In 1972, his joint composition with Peter Callander of "Daddy Don't You Walk So Fast", was recorded by Wayne Newton. It sold over one million copies, and was awarded a gold disc by the R.I.A.A. in July 1972. It was also recorded by Tony Christie. Other hits that followed included "You Won't Find Another Fool Like Me" by The New Seekers, which won the Ivor Novello Award in 1974, The Drifters' "Like Sister And Brother", Hot Chocolate's "I'll Put You Together Again", Sue and Sunny and Carol Douglas's "Doctor's Orders", Crystal Gayle's "It's Like We Never Said Goodbye", and, most successfully of all, the UK 1977 number one hit for David Soul, "Silver Lady".

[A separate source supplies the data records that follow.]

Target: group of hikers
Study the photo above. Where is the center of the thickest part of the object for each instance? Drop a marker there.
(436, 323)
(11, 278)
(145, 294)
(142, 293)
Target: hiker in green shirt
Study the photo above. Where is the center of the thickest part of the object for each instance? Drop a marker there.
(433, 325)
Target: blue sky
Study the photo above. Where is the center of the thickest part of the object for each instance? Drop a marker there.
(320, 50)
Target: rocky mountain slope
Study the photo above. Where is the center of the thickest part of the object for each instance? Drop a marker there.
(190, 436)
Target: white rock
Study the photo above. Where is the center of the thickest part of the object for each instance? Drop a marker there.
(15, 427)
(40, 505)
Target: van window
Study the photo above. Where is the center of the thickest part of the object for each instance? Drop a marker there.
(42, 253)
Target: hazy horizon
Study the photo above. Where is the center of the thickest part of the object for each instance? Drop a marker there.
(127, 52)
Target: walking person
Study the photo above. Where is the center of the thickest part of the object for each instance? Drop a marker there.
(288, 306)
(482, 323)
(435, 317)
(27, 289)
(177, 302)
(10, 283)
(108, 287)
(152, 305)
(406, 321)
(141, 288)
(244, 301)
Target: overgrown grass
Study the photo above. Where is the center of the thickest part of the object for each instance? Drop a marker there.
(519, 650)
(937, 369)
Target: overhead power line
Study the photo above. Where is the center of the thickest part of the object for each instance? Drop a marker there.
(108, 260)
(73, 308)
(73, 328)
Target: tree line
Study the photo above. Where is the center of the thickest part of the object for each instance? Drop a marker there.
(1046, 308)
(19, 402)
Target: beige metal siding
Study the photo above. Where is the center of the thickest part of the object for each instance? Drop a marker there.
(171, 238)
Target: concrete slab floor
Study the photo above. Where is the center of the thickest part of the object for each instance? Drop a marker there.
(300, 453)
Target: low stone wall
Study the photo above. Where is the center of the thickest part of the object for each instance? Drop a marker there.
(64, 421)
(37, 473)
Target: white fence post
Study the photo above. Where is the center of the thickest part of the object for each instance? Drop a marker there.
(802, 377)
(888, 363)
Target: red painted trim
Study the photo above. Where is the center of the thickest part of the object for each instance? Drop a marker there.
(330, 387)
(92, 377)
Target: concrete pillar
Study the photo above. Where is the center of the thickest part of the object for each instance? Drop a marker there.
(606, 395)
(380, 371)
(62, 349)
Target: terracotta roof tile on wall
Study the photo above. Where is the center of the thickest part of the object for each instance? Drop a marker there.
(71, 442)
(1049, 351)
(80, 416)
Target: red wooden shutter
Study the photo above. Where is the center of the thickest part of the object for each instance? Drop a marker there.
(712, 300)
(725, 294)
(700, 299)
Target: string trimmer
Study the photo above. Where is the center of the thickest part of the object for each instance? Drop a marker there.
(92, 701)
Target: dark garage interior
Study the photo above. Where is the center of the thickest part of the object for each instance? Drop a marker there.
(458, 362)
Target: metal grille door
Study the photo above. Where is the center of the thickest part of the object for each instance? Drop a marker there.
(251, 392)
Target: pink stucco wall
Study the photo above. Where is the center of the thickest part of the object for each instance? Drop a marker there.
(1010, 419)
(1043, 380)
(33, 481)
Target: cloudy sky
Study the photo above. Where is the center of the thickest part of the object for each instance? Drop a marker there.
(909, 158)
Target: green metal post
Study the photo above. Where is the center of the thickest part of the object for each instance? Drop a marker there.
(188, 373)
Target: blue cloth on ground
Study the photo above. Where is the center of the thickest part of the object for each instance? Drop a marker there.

In 1983, Stephens and Don Black composed the songs for the West End musical Dear Anyone, followed a year later by The Magic Castle with Les Reed. He has also been awarded the Gold Badge of Merit by the British Academy of Songwriters, Composers and Authors in 1995, and the Jimmy Kennedy Ivor Novello Award for Services to British Songwriting in 2000. This was followed by the 'revuesical' album Off the Wall.

More recently he wrote "To All My Loved Ones", featured as a centrepiece of the Festival of Remembrance at the Royal Albert Hall.

In 2005, Stephens worked with Peter Callander and David Cosgrove on the musical production of Bonnie & Clyde. Stephens also worked with Don Black on a planned stage revival of Dear Anyone.

==Personal life==
Stephens was married to Pam, and they had three children, son Paul, and daughters Jenny and Ruth.

He died on 24 December 2020, at the age of 86, from pneumonia and COVID-19.